Editor’s note: This article was initially published in The Daily Gazette, Swarthmore’s online, daily newspaper founded in Fall 1996. As of Fall 2018, the DG has merged with The Phoenix. See the about page to read more about the DG.
Daniel Hoffman gave a reading of some of his work at the McCabe Library last night to a crowd of roughly 40 people. Hoffman was Poet Laureate of the United States from 1973 to 1974, though the position was then called the Consultant in Poetry of the Library of Congress, and has received numerous other awards during his career. He taught at Swarthmore for ten years, and then moved on to teach twenty-seven more at University of Pennsylvania, where he is the Felix E. Schelling Professor of English Emeritus.
Hoffman was introduced by Professor Peter Schmidt, the Chair of the English Department. In his introduction, Schmidt expressed his admiration for Hoffman’s work, saying that his poetry contained a “lifetime of wisdom.” Hoffman read 15 poems from various periods of his career, including “The 20th Century,” “The Sonnet,” “Rats,” “The Center of Attention,” and “Princess Casamassima.” Some of the poems related to his time at Swarthmore, including “Princess Casamassima,” which is about his former student Cathy Wilkerson, a member of the radical group the Weather Underground.

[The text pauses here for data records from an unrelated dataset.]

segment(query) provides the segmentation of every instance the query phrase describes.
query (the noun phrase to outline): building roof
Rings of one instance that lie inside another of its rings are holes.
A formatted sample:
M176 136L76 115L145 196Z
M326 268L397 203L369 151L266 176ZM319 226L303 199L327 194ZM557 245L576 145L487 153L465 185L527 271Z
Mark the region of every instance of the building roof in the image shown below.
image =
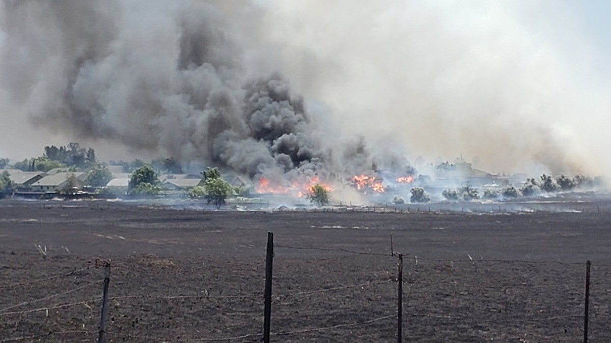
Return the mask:
M76 179L78 181L82 181L82 180L81 179L81 177L82 177L84 174L85 173L57 173L57 174L53 175L47 175L46 176L45 176L44 178L32 184L32 186L57 187L66 182L66 181L68 180L68 178L70 175L74 175L76 177Z
M165 182L168 180L180 180L180 179L202 179L202 175L198 174L165 174L159 175L158 178L161 182Z
M171 185L177 188L192 188L199 186L202 179L170 179L163 182L164 185Z
M21 172L10 174L10 179L18 185L27 184L33 179L42 179L46 176L43 172Z
M130 186L130 179L117 178L108 181L106 187L128 187Z
M59 174L59 173L67 173L68 172L70 172L70 168L67 167L63 168L54 168L47 172L46 173L49 175L54 175L55 174Z
M109 165L108 170L113 174L123 173L122 165Z

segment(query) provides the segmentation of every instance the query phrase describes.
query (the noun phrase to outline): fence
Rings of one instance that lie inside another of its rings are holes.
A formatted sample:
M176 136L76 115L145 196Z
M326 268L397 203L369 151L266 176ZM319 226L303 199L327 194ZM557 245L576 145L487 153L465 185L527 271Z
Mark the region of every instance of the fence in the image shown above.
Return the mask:
M585 262L436 260L269 238L255 261L0 265L0 343L611 341L610 265L587 273Z

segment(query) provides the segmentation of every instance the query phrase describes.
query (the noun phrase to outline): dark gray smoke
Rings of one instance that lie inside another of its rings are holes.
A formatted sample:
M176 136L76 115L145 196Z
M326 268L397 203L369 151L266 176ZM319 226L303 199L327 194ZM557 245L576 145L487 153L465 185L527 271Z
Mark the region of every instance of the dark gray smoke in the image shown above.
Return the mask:
M2 85L37 125L251 176L325 157L304 101L244 65L212 2L26 0L1 13Z

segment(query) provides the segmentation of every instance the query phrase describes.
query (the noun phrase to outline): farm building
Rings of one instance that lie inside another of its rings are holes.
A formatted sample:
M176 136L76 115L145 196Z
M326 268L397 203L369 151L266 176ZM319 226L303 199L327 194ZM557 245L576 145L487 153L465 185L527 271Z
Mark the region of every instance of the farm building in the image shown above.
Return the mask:
M34 192L66 192L76 188L81 189L85 186L85 173L57 173L48 175L32 184Z

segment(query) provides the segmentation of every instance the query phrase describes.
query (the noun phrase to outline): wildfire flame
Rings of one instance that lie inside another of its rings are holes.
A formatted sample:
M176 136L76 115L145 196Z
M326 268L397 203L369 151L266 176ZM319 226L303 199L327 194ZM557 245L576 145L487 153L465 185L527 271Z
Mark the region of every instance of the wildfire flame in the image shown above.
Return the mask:
M364 174L354 175L352 178L352 181L359 190L365 190L368 187L378 193L384 193L386 191L382 182L376 181L375 176L368 176Z
M397 182L399 183L410 183L414 181L414 176L408 175L407 176L401 176L397 178Z
M308 194L313 193L313 187L316 184L323 186L327 192L333 190L333 187L330 185L320 181L318 176L300 182L298 180L293 180L289 186L282 185L271 184L269 180L261 176L259 178L259 182L255 186L255 192L260 193L271 193L274 194L296 194L298 197L301 198Z

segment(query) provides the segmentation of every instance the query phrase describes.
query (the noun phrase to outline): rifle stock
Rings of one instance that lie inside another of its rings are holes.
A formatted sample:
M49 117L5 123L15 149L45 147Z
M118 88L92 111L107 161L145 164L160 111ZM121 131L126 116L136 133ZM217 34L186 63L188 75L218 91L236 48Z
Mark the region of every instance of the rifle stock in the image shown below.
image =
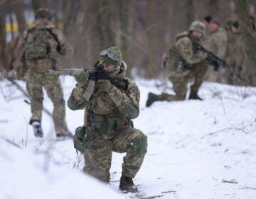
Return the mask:
M238 74L237 72L235 72L233 68L229 63L228 63L225 60L220 58L213 52L207 50L206 48L204 48L203 45L201 45L201 44L199 44L198 43L196 43L196 46L198 50L207 53L208 59L213 60L213 61L218 62L219 64L220 64L223 67L227 67L235 76L238 77L238 78L239 80L243 80L242 78L241 77L241 76L239 74Z
M97 78L97 73L107 73L103 70L95 70L95 69L86 69L86 68L69 68L69 69L63 69L62 70L48 70L46 71L46 74L51 74L51 75L70 75L70 76L75 76L78 75L80 72L86 72L89 74L92 74L95 78L93 80L89 79L88 85L85 89L85 93L82 96L85 97L86 101L89 101L94 87L95 86L95 82L97 80L100 80L101 77L99 79ZM128 88L128 80L124 78L118 78L118 77L110 77L107 75L103 75L102 80L108 80L110 82L115 85L119 88L122 88L123 90L127 90Z

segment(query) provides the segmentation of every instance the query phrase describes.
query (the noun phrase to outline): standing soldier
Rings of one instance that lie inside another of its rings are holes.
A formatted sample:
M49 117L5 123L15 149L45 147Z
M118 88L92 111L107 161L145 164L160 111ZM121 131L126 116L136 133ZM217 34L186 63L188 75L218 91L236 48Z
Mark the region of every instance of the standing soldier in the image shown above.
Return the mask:
M50 21L51 15L48 9L38 9L35 18L33 26L25 30L16 47L16 54L19 60L17 70L26 72L24 80L31 97L32 117L29 124L33 128L35 136L43 136L41 126L43 87L53 102L53 117L56 136L62 139L68 135L68 128L60 81L58 76L45 73L49 69L59 70L60 55L71 56L73 48L60 31Z
M209 31L206 38L205 47L208 50L216 54L221 59L225 59L227 53L228 36L226 31L220 27L220 22L213 18L208 25ZM222 77L222 71L218 72L213 71L213 68L209 67L206 75L205 80L211 82L224 82Z
M101 67L107 77L127 81L127 86L117 86L104 75L91 77L87 72L75 76L78 84L68 106L73 110L85 108L85 125L75 130L75 147L84 154L83 171L105 182L110 181L112 152L127 152L119 188L134 192L137 188L132 178L142 164L147 148L146 136L134 128L131 121L139 115L139 90L134 82L124 77L127 66L118 48L104 50L95 66ZM83 96L90 87L89 80L96 80L96 84L87 101Z
M207 70L207 54L196 49L196 43L201 44L205 35L206 26L198 21L191 23L188 31L178 34L175 45L169 50L166 70L169 80L173 83L174 95L162 93L156 95L149 92L146 106L149 107L156 101L184 100L188 80L193 79L189 100L200 100L198 90L203 82ZM215 63L217 66L218 63Z
M245 48L241 29L238 21L234 21L228 36L228 43L226 60L230 64L235 73L242 77L246 73L244 68ZM239 82L238 82L238 77L236 75L234 75L234 73L231 72L230 70L227 70L226 75L228 83L238 85Z

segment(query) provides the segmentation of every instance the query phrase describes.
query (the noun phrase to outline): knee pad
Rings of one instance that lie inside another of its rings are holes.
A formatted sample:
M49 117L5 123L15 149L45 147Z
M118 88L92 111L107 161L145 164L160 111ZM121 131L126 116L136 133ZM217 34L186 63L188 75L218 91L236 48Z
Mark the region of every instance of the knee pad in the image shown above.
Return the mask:
M147 137L146 136L138 136L132 141L132 149L134 155L143 156L146 153Z
M60 99L58 101L55 101L53 102L53 104L55 106L58 106L58 105L62 105L62 106L65 106L65 100L64 99Z

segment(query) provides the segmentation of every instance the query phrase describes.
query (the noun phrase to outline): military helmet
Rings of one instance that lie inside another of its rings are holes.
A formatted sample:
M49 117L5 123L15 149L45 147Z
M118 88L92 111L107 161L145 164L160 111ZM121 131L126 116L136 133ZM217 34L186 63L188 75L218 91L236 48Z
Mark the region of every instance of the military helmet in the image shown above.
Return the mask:
M36 19L46 18L48 20L51 19L51 14L50 11L46 8L40 8L36 11L35 18Z
M100 61L117 66L122 63L122 53L120 50L115 46L103 50L100 54Z
M203 22L199 21L195 21L192 22L191 26L188 28L188 31L198 31L202 33L203 35L206 33L206 26L203 24Z

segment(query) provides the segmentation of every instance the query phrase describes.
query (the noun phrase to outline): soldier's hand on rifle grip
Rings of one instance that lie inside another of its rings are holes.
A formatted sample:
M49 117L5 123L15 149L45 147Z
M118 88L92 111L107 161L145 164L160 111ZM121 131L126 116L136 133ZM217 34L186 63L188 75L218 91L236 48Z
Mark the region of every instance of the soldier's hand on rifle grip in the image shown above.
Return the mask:
M75 79L81 86L86 86L88 82L88 72L82 72L75 75Z
M167 59L168 59L167 53L164 52L163 55L162 55L161 63L161 68L166 68Z
M209 64L213 65L214 71L218 71L220 68L220 64L218 61L215 60L210 57L207 57L206 60Z

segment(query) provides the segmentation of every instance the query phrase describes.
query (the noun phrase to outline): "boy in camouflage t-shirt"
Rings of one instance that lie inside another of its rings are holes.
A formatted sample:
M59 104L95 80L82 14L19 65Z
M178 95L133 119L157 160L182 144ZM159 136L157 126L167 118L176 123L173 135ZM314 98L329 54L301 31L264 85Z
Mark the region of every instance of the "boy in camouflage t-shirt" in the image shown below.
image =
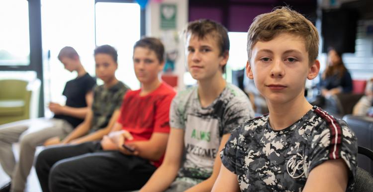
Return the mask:
M229 57L226 29L202 19L186 32L188 68L198 85L173 100L165 160L141 192L211 191L219 152L231 130L254 116L248 97L222 77Z
M320 69L315 27L282 7L258 16L248 33L247 75L270 113L232 132L213 191L352 191L354 132L304 96Z

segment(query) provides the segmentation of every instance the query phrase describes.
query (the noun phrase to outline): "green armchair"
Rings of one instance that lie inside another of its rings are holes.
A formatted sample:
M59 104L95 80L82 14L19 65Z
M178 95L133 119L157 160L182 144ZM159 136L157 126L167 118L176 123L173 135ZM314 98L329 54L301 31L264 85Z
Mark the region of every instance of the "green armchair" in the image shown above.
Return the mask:
M0 80L0 125L30 118L31 91L28 82Z

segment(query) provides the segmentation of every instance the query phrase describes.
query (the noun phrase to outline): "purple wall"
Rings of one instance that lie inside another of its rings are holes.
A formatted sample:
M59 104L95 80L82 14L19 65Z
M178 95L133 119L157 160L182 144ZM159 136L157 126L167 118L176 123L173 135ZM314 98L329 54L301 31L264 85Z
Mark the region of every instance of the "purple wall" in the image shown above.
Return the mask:
M259 6L231 6L229 7L230 16L228 28L230 31L247 32L257 15L272 10L271 7Z
M257 15L286 4L311 21L316 20L317 0L189 0L189 21L207 18L229 31L247 32Z

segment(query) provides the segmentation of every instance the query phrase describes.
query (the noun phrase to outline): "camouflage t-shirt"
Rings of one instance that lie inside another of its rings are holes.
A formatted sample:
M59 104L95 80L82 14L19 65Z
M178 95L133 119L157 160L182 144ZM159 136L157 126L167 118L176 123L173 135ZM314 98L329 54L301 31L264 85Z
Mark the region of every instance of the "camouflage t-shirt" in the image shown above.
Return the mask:
M120 81L108 89L103 85L94 88L92 103L93 118L90 133L107 126L114 111L120 108L124 94L129 90Z
M170 112L171 127L185 130L183 162L177 179L195 184L211 176L222 135L254 117L247 96L232 84L227 84L205 108L200 105L197 90L180 92Z
M265 115L245 122L220 153L242 191L301 192L313 168L340 158L349 169L347 191L352 191L358 144L345 121L316 106L281 130L273 130L269 121Z

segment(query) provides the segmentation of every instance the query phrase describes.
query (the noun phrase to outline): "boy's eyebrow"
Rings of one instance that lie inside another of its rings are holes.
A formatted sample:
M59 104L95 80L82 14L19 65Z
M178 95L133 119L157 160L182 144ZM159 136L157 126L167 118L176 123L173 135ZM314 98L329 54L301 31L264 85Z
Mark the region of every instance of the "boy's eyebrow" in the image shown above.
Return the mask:
M297 54L302 54L302 53L301 53L300 51L298 51L298 50L295 50L295 49L288 50L287 50L287 51L285 51L284 52L283 52L283 53L284 54L286 54L286 53L291 53L291 52L295 52L295 53L297 53Z
M269 49L261 49L259 51L258 51L258 53L260 52L267 52L268 53L273 53L273 51L269 50Z
M199 47L199 48L211 48L211 47L208 45L201 45ZM191 49L191 48L194 48L194 47L188 46L187 48L187 49Z
M209 46L208 45L202 45L202 46L201 46L200 47L201 48L211 48L211 46Z

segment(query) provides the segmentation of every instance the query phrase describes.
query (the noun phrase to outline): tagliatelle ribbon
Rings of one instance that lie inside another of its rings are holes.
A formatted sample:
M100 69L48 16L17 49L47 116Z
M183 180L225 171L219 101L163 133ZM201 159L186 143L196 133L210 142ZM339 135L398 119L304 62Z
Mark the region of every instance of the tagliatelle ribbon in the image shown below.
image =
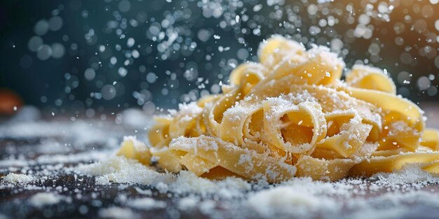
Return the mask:
M261 43L258 56L231 72L222 94L156 118L151 148L127 139L118 155L171 172L270 183L336 181L410 163L439 173L438 131L396 95L386 71L356 64L342 81L336 54L280 36Z

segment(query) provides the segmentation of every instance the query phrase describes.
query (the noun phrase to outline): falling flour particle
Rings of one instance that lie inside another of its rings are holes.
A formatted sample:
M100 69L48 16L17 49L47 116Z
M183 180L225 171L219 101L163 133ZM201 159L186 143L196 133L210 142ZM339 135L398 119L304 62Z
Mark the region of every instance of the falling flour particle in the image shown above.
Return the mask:
M3 178L3 183L28 183L34 180L35 179L32 176L10 173Z
M62 197L49 192L41 192L34 195L29 200L31 205L41 208L46 205L53 205L59 203L62 199Z

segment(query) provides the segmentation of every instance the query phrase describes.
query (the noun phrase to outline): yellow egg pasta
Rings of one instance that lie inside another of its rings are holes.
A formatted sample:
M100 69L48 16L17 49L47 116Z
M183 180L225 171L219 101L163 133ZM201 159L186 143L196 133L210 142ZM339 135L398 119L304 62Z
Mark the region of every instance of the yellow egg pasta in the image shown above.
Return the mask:
M156 118L147 147L126 139L118 155L200 177L278 183L337 181L417 163L439 174L439 132L396 95L386 71L345 64L327 48L281 36L262 42L259 62L237 66L222 94ZM151 161L154 162L151 162Z

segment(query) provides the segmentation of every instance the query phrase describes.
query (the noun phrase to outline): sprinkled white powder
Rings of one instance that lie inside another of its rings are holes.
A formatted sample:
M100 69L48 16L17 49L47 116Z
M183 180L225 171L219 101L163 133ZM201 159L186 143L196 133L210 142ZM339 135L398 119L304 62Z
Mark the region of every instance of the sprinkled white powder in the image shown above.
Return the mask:
M10 173L6 176L3 177L4 183L27 183L34 181L35 178L32 176L26 174L17 174L14 173Z
M29 202L31 205L41 208L43 206L58 204L62 199L62 197L57 194L41 192L32 196Z
M130 200L128 202L128 205L137 209L151 210L164 209L166 207L166 202L146 197Z
M99 216L104 218L114 219L139 218L131 209L121 207L110 207L99 210Z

In association with Hoffman’s reading, the Friends Historical Library put together a one-day only exhibit that tied into the historical sources that Hoffman used in writing his book-length poem “Brotherly Love.” The epic poem deals with William Penn, the Lenni Lenape Indians, and the founding of Pennsylvania and Philadelphia. It was a finalist for the National Book Award and the National Book Critics Circle Award in 1981.